UTRECHT, The Netherlands – The EU announced it will lift restrictions on imports of raw poultry from Thailand starting July 1. The end of the ban will hopefully cut prices for consumers. The implications of these changes are detailed in a new Rabobank report titled “The Return of Thai Raw Chicken – Global players need to change strategy.”
The EU restrictions started following an outbreak of bird flu in Thailand in 2003. Japan also stopped importing Thai poultry at that time, and there are expectations that it too will now lift those restrictions. Rabobank reports that Brazil will likely be hit hard by the decision to lift the Thai ban because it is currently the major supplier to both Japan and Europe.
The re-opening of the EU and Japanese markets could see Thailand's raw chicken production grow by 20 percent by 2015. The EU and Japan have long favored Thai products for their high quality and low prices and as a result, "Thailand's return to the market will lead to a new wave of investment in the Thai poultry industry as it might offer new growth opportunities," says Nan-Dirk Mulder of Rabobank Food and Agribusiness Research & Advisory.
In the EU, an expected influx of 92,000 tonnes of chicken on to the market is expected to significantly increase price competition between suppliers of raw chicken from Thailand and Brazil.

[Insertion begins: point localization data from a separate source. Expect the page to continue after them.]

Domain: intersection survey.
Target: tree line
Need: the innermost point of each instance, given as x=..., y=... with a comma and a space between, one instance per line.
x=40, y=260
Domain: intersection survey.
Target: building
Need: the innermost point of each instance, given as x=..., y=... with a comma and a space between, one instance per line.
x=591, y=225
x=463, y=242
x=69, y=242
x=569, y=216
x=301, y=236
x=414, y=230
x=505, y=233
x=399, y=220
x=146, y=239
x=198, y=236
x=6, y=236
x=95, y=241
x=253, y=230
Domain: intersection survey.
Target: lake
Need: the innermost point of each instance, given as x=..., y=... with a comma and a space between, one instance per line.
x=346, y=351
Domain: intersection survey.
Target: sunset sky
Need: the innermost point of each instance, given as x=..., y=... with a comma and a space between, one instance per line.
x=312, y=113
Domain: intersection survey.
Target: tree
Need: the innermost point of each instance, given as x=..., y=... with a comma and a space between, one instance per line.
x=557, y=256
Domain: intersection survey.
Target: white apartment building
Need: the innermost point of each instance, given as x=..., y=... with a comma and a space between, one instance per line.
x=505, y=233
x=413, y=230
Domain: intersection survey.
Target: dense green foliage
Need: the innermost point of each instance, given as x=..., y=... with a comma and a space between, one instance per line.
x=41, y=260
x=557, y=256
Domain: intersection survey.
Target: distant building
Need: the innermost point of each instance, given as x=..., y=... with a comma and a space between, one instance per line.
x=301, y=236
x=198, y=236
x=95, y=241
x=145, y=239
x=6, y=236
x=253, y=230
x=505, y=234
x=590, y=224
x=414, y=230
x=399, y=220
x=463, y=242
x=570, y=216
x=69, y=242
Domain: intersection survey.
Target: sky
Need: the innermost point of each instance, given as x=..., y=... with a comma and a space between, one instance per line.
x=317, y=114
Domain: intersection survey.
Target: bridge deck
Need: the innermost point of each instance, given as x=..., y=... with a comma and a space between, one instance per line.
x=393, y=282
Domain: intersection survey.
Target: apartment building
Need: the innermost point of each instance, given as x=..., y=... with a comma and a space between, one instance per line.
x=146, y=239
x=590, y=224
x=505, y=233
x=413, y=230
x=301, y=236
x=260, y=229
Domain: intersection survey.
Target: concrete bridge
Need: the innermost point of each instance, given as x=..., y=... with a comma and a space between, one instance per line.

In Japan, the return of Thailand to the market will give traders more options to source products, again to the detriment of Brazil. Japanese imports of Thai raw chicken are set to reach up to 150,000 tonnes within a few years, with imports from Brazil falling from 350,000 tonnes to 250,000 tonnes and lower prices all round, according to Rabobank.
Despite the boost from the lifting of the EU ban, Thailand needs to focus on reducing risks in the industry. According to Rabobank, the bird flu outbreak illustrated the risks of being mostly focused on raw meat and the increased proportion of cooked meat products will help in the event that bird flu returns to Thailand, a country where the disease is endemic. "A well-balanced approach to dealing with the constantly present possibility of an avian influenza outbreak is the base for a strong international position," Mulder says. "An ongoing emphasis on biosecurity will be key."
To lower its risk, Rabobank believes the Thai poultry industry could:
• Further strengthen and prioritize the country's position as the world's leading cooked meat exporter – pushing growth in raw meat volumes without also investing in primary processing capacity could increase costs for Thailand's processed chicken plants if prices rise.
• Keep emphasizing the strength of the compartmentalization model in global and bilateral trade negotiations - this makes sense from a veterinary perspective but it has been difficult to implement globally.
• Diversify the country's export portfolio, which is currently overwhelmingly focused on the EU and Japan – 90 percent of Thailand's exports go to these two markets. It needs to establish itself in other markets, particularly in Asia and the Middle East.
• Internationalize the industry's business model by investing in production and distribution facilities in leading markets such as China and the EU, something that companies such as CP Foods and Bangkok Ranch have already done.